Transcriptome Annotation and Reference Preparation
I began by assembling a comprehensive reference annotation that integrates long non‑coding RNAs (lncRNAs) with previously annotated small open reading frames (smORFs). The lncRNA data were obtained from the GENCODE repository (release 47, GRCh37 mapping), while smORF annotations were sourced from Martinez et al. (2020). After downloading, the lncRNA GTF was processed to remove “chr” prefixes for compatibility with the reference genome. The lncRNA and smORF files were then concatenated to produce a unified GTF. I fed this merged GTF and lncRNA GTF (with the Homo sapiens GRCh37 primary‐assembly FASTA from Ensembl) directly into STAR’s genomeGenerate function to build custom transcriptome indices.
Ribosome Profiling Data Pre-processing and Alignment
Three ribosome profiling (ribo-seq) raw datasets from three different studies were downloaded from the NCBI Gene Expression Omnibus (GEO) and represent viral infection experiments involving influenza and SARS-CoV-2, totaling 24 ribo-seq fastq files (Machkovech et al., 2019; Razooky et al., 2017; Finkel et al., 2021). Raw sequencing reads underwent quality control and adapter trimming using standard preprocessing tools (e.g., FastQC for quality assessment and Trim Galore! for adapter removal). For alignment, I utilized the STAR aligner (version 2.7.3a) with a custom-built index derived from the aforementioned transcriptome reference. STAR was configured with stringent parameters to permit minimal mismatches (maximum of two mismatches per read) and limit multimapping (allowing a single alignment per read) while enforcing an exact match length threshold. Aligned reads were output as coordinate-sorted BAM files, and BAM integrity was verified using Samtools (version 1.10).
RiboCode-based ORF Detection
To delineate translation events, the aligned ribo-seq datasets were analyzed using RiboCode, which is designed specifically for identifying ribosome occupancy over predicted open reading frames. For each sample, a configuration file was generated that detailed sample-specific parameters such as the range of ribosome-protected fragment (RPF) lengths (26–34 nucleotides) and the corresponding P-site offsets. These parameters were optimized based on the known properties of the ribo-seq libraries. RiboCode subsequently assessed the genome-wide occupancy patterns, annotating each predicted ORF with detailed information including transcript and gene identifiers, ORF coordinates, statistical significance (combined p-value), and the predicted amino acid sequence.

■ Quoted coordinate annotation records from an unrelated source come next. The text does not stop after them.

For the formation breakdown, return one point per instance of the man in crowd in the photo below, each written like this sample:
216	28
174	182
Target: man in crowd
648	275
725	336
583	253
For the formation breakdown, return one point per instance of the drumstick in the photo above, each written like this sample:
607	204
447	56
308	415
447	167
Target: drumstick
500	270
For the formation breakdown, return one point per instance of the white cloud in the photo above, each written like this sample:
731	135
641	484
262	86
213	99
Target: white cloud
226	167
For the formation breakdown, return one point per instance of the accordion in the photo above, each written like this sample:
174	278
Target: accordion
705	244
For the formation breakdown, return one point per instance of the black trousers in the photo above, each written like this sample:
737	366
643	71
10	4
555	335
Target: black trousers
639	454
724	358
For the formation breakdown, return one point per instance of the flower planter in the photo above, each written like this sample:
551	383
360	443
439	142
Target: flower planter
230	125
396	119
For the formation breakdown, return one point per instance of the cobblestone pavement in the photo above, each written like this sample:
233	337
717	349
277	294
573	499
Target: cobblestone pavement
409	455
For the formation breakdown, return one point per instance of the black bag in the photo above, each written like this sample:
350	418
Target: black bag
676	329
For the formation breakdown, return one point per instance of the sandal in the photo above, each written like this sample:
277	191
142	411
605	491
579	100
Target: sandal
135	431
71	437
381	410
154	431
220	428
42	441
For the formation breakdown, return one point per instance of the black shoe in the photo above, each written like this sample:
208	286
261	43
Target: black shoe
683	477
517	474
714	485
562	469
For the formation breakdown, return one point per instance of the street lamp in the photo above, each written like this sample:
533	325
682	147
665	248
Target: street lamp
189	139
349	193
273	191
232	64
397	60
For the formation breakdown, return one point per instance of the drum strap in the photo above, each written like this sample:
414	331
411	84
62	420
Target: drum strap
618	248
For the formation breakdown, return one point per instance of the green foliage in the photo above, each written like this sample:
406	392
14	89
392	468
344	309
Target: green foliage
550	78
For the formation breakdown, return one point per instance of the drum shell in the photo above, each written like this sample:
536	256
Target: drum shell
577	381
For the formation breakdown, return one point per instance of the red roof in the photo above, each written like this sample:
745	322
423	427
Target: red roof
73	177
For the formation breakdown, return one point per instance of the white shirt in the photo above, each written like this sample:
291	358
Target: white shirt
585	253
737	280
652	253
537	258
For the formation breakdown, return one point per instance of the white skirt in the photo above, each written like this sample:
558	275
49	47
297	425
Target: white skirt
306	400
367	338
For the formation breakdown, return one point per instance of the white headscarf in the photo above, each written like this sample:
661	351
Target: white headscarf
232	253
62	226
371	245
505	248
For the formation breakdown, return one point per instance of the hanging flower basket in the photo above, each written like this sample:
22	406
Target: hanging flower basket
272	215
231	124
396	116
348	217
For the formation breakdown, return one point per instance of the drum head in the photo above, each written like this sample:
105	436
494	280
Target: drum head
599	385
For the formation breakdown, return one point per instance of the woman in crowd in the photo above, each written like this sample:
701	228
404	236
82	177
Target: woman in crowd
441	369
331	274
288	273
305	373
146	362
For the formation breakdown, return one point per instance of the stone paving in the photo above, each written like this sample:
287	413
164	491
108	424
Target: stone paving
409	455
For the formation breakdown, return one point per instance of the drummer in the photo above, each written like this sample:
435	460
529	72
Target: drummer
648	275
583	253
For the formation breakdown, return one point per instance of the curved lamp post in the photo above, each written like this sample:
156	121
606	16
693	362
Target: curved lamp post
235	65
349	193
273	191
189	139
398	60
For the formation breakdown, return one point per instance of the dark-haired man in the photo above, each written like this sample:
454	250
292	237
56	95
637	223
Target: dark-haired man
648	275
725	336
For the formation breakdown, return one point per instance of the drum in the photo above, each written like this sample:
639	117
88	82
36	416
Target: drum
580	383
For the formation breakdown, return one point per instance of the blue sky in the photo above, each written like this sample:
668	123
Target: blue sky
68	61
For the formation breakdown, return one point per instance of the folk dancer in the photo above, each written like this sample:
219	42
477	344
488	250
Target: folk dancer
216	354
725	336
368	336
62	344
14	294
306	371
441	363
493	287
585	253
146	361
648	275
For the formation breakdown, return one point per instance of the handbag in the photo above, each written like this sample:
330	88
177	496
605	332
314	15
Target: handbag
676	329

Candidate Micropeptide Filtering and ORF Counting
From the complete set of ORF predictions, candidate micropeptides were identified by applying two key filtering criteria: a maximum ORF length of 150 amino acids and a statistical significance threshold (combined p-value < 0.05). This filtering process yielded a list of high-confidence candidates indicative of potential micropeptide translation. To further quantify ribosome occupancy across these candidate ORFs, we employed the ORFcount tool. The ORFcount analysis was designed to mitigate biases at transcript boundaries by excluding a defined number of codons at the 5′ (first five) and 3′ (last three) ends of each ORF, provided that the ORF exceeded 30 codons in length. Additionally, only reads falling within an RPF length window of 25 to 35 nucleotides were considered.
Differential Expression Analysis
To assess changes in translation under viral infection, I integrated ORF quantification results across samples for 2 datasets. For each experimental condition (Finkel SARS‑CoV‑2, Razooki Influenza) a full outer join was performed on the ORFcount output files using the common ORF_ID field. This produced dataset-specific count matrices that were then filtered to remove non-standard rows (e.g., those beginning with “__”). The resulting count matrices were exported as CSV files.

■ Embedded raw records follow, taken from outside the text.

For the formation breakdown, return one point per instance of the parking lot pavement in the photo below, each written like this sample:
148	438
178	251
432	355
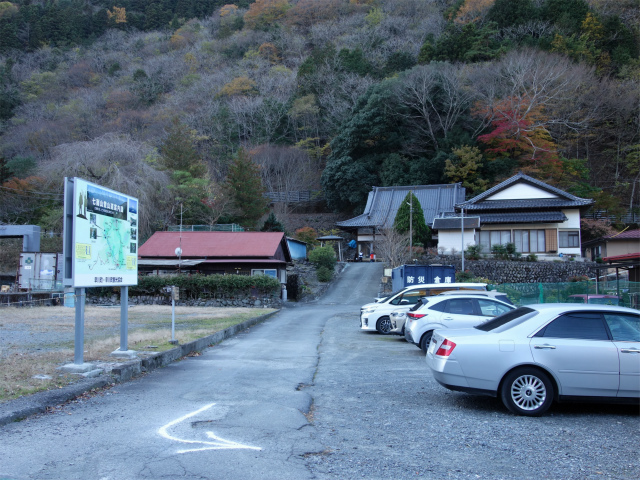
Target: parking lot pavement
380	414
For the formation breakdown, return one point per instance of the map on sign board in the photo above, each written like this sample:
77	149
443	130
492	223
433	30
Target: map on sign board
105	237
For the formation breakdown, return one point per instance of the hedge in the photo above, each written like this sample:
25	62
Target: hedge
204	286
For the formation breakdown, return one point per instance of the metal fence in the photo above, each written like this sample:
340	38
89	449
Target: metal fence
220	227
622	293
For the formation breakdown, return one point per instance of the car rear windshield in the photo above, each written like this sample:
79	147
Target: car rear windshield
516	316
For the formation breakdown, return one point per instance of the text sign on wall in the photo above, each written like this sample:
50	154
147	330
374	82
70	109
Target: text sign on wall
104	245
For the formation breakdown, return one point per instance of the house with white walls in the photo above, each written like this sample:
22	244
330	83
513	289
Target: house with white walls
538	218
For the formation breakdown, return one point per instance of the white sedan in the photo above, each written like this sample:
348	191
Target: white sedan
538	354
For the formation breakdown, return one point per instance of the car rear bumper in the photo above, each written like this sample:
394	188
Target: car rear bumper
472	391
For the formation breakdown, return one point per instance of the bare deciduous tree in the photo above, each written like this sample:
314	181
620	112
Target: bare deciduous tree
435	98
119	163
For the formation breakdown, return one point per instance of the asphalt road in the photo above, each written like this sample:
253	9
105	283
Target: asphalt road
307	395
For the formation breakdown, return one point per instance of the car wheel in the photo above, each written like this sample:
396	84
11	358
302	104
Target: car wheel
425	341
527	391
384	325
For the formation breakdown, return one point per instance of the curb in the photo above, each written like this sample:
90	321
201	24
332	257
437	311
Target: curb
23	407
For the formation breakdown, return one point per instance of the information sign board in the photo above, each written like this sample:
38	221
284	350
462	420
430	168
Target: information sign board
103	229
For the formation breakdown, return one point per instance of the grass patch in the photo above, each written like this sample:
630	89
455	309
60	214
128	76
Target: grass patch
41	339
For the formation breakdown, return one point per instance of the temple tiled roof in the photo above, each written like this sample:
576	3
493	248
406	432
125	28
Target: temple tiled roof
383	203
563	200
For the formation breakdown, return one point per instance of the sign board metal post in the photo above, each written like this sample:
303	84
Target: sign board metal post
175	295
78	351
124	318
100	246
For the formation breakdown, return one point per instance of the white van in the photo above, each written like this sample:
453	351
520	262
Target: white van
375	316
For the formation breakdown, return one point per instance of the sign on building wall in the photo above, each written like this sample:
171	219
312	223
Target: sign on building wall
100	236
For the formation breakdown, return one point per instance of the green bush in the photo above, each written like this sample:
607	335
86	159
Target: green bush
473	252
207	286
323	257
324	274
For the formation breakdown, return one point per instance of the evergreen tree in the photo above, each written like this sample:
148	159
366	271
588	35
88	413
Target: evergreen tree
272	224
404	220
189	174
247	190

For each dataset, the DESeq2 (v1.40.2) R package was employed for differential expression analysis. In the Finkel SARS‑CoV‑2 dataset, sample labels were derived from file naming conventions where “uninf” indicated uninfected controls, while all remaining “hpi” (hours post-infection) samples were grouped as “infected.” Similarly, for the Razooki Influenza dataset, samples were curated by selecting only the ribosome-protected fragment (RPF) samples corresponding to either “uninfected” conditions or those "infected" with the PR8 strain. For each analysis, metadata tables were constructed to assign a categorical condition (e.g., “uninfected” vs. “infected”), and DESeq2 was used to create a DESeqDataSet object with the design formula set to the condition factor.

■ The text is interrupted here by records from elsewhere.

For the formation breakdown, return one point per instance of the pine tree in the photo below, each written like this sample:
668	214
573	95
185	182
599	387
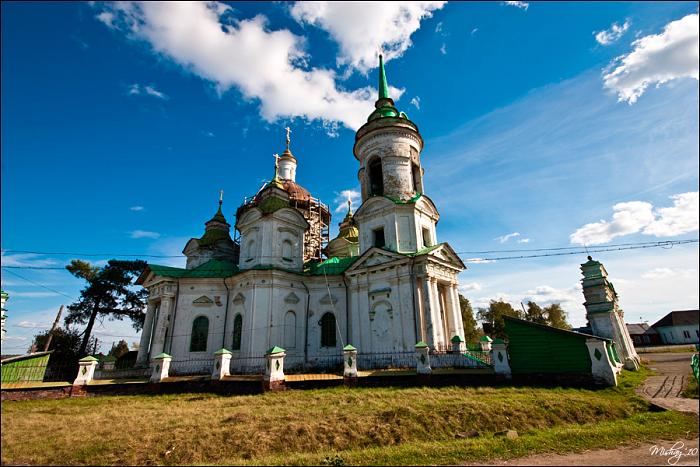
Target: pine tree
108	294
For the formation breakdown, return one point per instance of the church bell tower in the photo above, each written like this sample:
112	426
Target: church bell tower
395	213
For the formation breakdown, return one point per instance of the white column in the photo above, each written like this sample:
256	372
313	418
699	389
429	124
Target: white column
158	344
436	309
142	357
431	324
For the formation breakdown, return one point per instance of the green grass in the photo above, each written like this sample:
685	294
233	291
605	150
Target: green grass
355	426
691	391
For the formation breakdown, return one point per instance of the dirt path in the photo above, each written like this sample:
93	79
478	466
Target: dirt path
664	388
684	452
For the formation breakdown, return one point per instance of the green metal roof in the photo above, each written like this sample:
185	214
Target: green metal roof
212	268
331	266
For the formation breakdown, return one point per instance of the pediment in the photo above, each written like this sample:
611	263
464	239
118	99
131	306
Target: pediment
373	257
239	299
203	301
328	300
291	298
445	254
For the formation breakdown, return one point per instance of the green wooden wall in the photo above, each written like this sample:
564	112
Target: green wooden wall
25	369
534	348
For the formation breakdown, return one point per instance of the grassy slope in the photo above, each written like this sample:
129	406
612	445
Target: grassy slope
381	426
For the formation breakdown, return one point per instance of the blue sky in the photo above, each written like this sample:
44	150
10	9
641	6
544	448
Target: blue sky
546	125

The DESeq2 workflow involved estimation of size factors and dispersion parameters, followed by fitting a generalized linear model for each ORF. The contrasts were specified to compare infected against uninfected conditions. Differential expression was then assessed by extracting results that satisfied a false discovery rate-adjusted p-value (padj) threshold of <0.05 and an absolute log₂ fold change greater than 1. These filtered ORFs represent the high-confidence candidates for differential translation under viral infection.